Besides environmental and health reasons, faculty and staff sign up for the challenge because they have the equipment and the inclination to commute by bike, they just need the little push they get from the program itself (if you build it, they will bike) and peer group dynamics.
To keep challenge takers motivated, Kolb set up a Google doc whereby bikers can post days and miles traveled, calories burned, and gas and dollars saved based on individual mpg ratings. Kolb says the spreadsheet is useful not just for the bikers, but also for reporting results to the greater community.
But Kolb knows that for some, the challenge isn’t as easy as hopping on a bike and pedaling away. In recent years, he has witnessed some emerging patterns that gum up the works.
He says the two biggest road blocks are childcare and wardrobe issues. Add a child or children to the mix and suddenly the bike-to-work proposition becomes more difficult as mom and dad juggle childcare duties or daycare drop-off and pick-up routines. And packing a day’s attire in a backpack with other belongings presents yet another set of obstacles.
Commuter challenge devotee and Mathematics Professor Sarah Frick, Ph.D., has about a seven-mile one-way commute. She says childcare concerns crop up when her husband is out of town.
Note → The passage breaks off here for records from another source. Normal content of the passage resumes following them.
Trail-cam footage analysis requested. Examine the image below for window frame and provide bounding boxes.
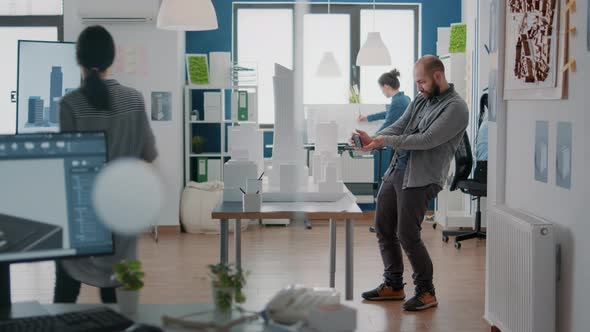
[231,1,422,129]
[0,15,64,42]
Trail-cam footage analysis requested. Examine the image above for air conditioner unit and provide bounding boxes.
[78,0,161,24]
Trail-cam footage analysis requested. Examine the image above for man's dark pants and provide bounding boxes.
[375,170,441,291]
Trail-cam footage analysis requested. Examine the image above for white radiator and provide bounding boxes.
[486,206,557,332]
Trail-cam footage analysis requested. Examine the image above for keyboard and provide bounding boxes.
[0,307,133,332]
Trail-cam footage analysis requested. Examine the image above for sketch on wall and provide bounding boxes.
[504,0,563,99]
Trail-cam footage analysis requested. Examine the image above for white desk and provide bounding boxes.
[211,192,364,300]
[43,304,266,332]
[43,303,358,332]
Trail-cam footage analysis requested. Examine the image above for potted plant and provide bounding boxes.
[192,136,207,153]
[348,84,361,104]
[113,259,145,314]
[209,263,247,313]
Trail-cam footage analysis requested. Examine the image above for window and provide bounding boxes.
[233,2,420,125]
[303,14,350,104]
[0,0,63,16]
[359,9,416,104]
[0,0,63,134]
[234,9,293,123]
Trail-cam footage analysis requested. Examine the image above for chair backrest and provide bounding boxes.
[449,132,473,191]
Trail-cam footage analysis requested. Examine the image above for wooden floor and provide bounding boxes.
[11,222,490,332]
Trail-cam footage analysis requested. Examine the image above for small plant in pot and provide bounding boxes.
[192,136,207,153]
[209,263,247,313]
[113,260,145,314]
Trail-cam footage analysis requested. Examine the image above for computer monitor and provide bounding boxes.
[0,132,114,312]
[16,40,81,134]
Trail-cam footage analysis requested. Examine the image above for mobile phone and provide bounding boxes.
[352,135,363,148]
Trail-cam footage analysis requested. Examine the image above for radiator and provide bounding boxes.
[486,206,557,332]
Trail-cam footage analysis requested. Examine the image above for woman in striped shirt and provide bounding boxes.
[54,26,158,303]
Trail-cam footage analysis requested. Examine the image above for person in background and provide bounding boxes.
[351,55,469,311]
[358,69,411,133]
[358,69,411,233]
[53,26,158,303]
[473,94,488,183]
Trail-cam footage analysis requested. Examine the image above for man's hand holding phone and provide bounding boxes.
[350,129,384,152]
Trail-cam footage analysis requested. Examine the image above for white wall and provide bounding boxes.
[64,0,185,225]
[488,1,590,332]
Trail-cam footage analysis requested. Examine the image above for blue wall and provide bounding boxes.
[186,0,461,209]
[186,0,461,54]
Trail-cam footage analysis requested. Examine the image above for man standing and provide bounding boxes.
[355,55,469,311]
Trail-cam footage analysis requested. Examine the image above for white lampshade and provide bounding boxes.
[356,32,391,66]
[158,0,217,31]
[316,52,342,77]
[92,158,164,235]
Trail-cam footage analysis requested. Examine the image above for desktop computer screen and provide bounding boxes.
[16,40,80,134]
[0,133,113,263]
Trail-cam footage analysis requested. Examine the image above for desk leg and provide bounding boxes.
[345,219,354,301]
[219,219,229,264]
[330,219,336,288]
[234,219,242,269]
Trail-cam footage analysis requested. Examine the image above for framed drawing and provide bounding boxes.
[504,0,565,100]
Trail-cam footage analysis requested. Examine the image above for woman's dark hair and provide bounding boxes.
[379,69,399,90]
[76,26,115,109]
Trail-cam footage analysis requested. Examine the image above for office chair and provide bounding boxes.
[443,94,487,249]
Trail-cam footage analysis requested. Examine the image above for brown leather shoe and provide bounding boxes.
[403,289,438,311]
[362,283,406,301]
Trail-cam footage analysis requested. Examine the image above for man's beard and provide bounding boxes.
[428,83,440,99]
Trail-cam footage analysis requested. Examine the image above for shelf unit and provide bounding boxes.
[184,84,258,185]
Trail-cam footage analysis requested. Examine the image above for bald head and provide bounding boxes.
[414,55,449,98]
[416,55,445,75]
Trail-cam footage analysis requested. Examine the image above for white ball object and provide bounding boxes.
[92,158,163,235]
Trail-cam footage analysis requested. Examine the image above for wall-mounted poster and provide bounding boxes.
[504,0,565,100]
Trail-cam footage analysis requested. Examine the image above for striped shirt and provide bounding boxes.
[59,80,158,287]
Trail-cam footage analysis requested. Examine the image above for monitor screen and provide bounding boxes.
[0,133,113,263]
[16,40,80,134]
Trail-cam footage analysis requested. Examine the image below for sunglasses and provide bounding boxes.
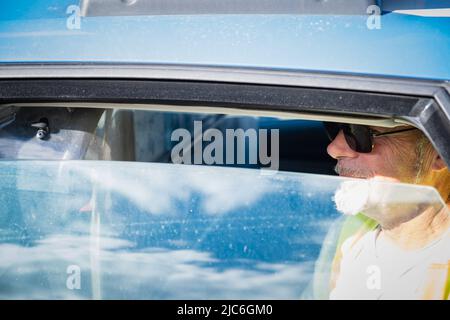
[323,122,417,153]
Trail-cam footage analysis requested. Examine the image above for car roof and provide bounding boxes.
[0,0,450,80]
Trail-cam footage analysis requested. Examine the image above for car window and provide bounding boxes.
[0,160,444,299]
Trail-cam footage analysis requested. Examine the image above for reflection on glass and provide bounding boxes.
[0,161,443,299]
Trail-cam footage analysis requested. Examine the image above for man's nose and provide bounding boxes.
[327,130,358,159]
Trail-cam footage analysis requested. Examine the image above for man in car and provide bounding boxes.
[325,123,450,299]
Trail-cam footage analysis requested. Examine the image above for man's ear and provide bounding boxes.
[431,154,447,171]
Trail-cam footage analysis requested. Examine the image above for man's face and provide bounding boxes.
[327,127,419,183]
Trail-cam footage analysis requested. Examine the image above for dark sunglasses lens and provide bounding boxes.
[344,124,373,153]
[323,122,341,141]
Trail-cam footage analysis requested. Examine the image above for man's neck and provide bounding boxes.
[381,204,450,250]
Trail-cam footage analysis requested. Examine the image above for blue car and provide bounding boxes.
[0,0,450,300]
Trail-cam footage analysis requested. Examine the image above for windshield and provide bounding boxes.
[0,160,445,299]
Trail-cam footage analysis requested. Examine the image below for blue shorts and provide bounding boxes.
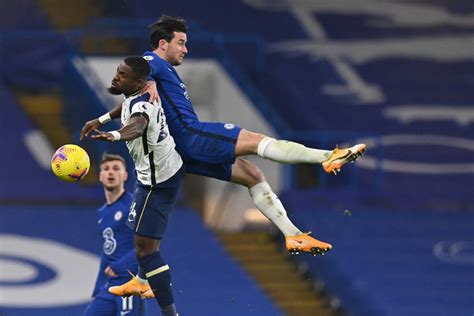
[83,293,145,316]
[172,121,241,181]
[127,168,185,239]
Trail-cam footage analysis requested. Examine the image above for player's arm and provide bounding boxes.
[79,103,122,140]
[91,113,148,142]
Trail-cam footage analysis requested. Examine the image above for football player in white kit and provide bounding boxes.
[91,56,184,316]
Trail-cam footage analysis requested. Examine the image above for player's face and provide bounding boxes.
[99,160,128,190]
[165,32,188,66]
[107,62,140,95]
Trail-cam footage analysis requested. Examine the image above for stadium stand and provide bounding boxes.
[0,206,282,316]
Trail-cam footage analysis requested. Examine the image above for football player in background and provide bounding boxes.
[83,56,184,316]
[84,154,145,316]
[81,15,366,255]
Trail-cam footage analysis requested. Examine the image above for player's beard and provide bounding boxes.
[107,86,123,95]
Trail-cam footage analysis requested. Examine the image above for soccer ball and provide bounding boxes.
[51,144,90,182]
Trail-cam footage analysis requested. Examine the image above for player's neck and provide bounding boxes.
[153,48,168,61]
[104,186,125,205]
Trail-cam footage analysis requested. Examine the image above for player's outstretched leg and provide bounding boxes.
[232,158,332,255]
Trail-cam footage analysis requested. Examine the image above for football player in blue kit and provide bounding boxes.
[81,15,366,262]
[84,154,145,316]
[83,56,184,316]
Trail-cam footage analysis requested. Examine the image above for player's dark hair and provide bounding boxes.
[149,15,187,49]
[99,153,126,168]
[123,56,151,79]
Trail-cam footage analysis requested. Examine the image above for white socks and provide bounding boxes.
[257,137,332,163]
[249,181,302,236]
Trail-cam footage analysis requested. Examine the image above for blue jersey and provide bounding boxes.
[93,192,138,296]
[143,52,241,181]
[143,52,198,135]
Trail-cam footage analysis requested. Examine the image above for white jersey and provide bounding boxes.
[121,94,183,185]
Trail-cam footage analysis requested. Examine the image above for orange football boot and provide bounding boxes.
[322,144,367,174]
[286,232,332,256]
[109,276,155,298]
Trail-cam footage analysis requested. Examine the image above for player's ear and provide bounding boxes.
[158,38,169,50]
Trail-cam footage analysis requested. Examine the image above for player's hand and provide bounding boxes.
[104,266,117,277]
[79,119,100,140]
[91,129,114,142]
[140,80,160,103]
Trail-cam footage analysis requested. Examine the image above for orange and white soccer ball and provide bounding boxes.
[51,144,90,182]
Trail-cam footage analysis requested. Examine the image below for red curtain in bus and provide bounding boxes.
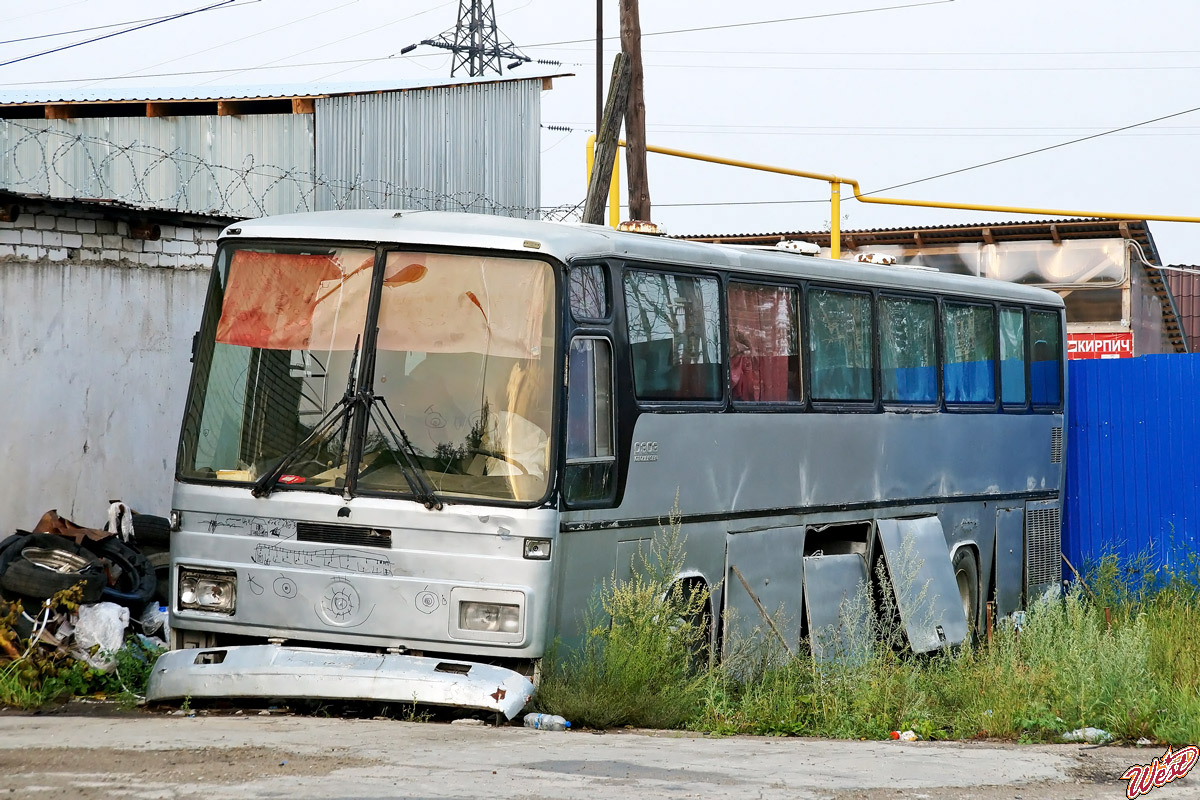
[216,251,374,350]
[728,283,797,403]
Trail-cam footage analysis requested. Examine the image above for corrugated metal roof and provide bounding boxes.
[1163,266,1200,353]
[0,72,570,106]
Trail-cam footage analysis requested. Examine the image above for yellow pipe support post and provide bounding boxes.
[583,133,625,228]
[608,150,620,228]
[829,181,841,260]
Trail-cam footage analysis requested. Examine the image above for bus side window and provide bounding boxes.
[625,270,725,401]
[563,336,617,505]
[1030,311,1062,408]
[728,282,804,403]
[809,289,875,401]
[1000,308,1026,407]
[942,303,996,405]
[880,297,937,403]
[568,264,608,320]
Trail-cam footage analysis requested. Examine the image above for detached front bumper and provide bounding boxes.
[146,644,533,720]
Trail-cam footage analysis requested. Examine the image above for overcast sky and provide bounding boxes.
[7,0,1200,264]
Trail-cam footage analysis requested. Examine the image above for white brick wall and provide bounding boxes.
[0,204,221,270]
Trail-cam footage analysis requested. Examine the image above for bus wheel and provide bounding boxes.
[672,578,713,672]
[954,547,979,642]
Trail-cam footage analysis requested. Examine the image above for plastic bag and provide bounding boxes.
[71,603,130,672]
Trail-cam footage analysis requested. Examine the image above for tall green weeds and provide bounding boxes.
[535,527,1200,744]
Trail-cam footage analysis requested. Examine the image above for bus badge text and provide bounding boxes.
[634,441,659,461]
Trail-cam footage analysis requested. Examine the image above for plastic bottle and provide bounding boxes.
[526,714,571,730]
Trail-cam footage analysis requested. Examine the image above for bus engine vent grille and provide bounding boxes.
[296,522,391,548]
[1025,506,1062,587]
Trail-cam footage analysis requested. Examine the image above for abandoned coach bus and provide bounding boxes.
[150,211,1064,717]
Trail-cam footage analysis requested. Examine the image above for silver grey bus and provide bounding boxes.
[150,211,1064,717]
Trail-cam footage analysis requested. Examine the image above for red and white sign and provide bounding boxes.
[1067,331,1133,359]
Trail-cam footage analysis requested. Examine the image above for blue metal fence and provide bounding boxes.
[1062,354,1200,577]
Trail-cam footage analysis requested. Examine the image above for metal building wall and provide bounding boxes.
[1063,354,1200,575]
[317,79,541,217]
[0,114,314,217]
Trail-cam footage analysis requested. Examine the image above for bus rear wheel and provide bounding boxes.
[953,547,979,642]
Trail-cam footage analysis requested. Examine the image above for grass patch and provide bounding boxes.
[0,589,163,709]
[534,525,1200,745]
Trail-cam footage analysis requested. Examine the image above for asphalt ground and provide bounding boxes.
[0,710,1200,800]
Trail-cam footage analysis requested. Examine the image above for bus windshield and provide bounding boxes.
[179,245,554,503]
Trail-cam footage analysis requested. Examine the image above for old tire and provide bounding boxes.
[953,547,979,642]
[91,536,157,610]
[0,534,107,603]
[133,513,170,547]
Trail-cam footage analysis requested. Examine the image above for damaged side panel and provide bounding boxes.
[876,517,967,652]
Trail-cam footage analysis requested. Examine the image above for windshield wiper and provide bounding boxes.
[250,337,360,498]
[370,395,442,511]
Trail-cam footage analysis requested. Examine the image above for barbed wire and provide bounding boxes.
[0,120,583,222]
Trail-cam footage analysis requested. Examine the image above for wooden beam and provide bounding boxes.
[583,53,629,225]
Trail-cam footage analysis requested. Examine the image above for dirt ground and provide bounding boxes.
[0,706,1200,800]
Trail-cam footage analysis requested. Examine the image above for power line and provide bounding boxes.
[0,0,246,67]
[614,106,1200,207]
[0,0,263,44]
[524,0,954,49]
[862,106,1200,196]
[82,0,359,88]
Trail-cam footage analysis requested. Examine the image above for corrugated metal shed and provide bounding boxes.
[0,74,552,217]
[1063,354,1200,575]
[0,72,566,107]
[317,80,541,217]
[1163,266,1200,353]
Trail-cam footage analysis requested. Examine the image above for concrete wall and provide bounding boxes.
[0,204,220,536]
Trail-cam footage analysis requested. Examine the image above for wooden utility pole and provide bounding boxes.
[620,0,650,222]
[583,53,629,225]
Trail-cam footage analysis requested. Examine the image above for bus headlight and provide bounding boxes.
[458,601,521,633]
[175,566,238,614]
On those days, she opts to drive so, if need be, she can quickly get back to her young children who are in the care of a sitter.
Time is a factor in warmer weather, says Frick, since it takes more time to shower at work than at home. On the other hand, cycling to work saves time in other ways. “It might seem that I lose time by biking to work, but when you take into account the 70-80 minutes of exercise I get, and the 20-minute drive to work I save, it only costs me 40 minutes, so I’m saving time,” says Frick.
With her commute almost entirely along the Swamp Rabbit Trail, Frick also relishes the fresh air, beauty, and solitude the ride affords. “I spend much of my day indoors . . . when I arrive at work, I already have a sense of accomplishment, and that helps to set the tone of my day.”
To those who are on the fence about the challenge, Frick says, “Just give it a try! What’s the one thing that could fix the rising costs of health care and dependence on foreign oil in one fell swoop?”
Apart from helping to stem skyrocketing health care costs, ozone depletion, and dependence on foreign oil, biking to work is simply good for Furman. Says Kolb, “A healthy workforce than can connect with one another about issues bigger than work is good for morale, and beneficial for institutional health care expenditures.”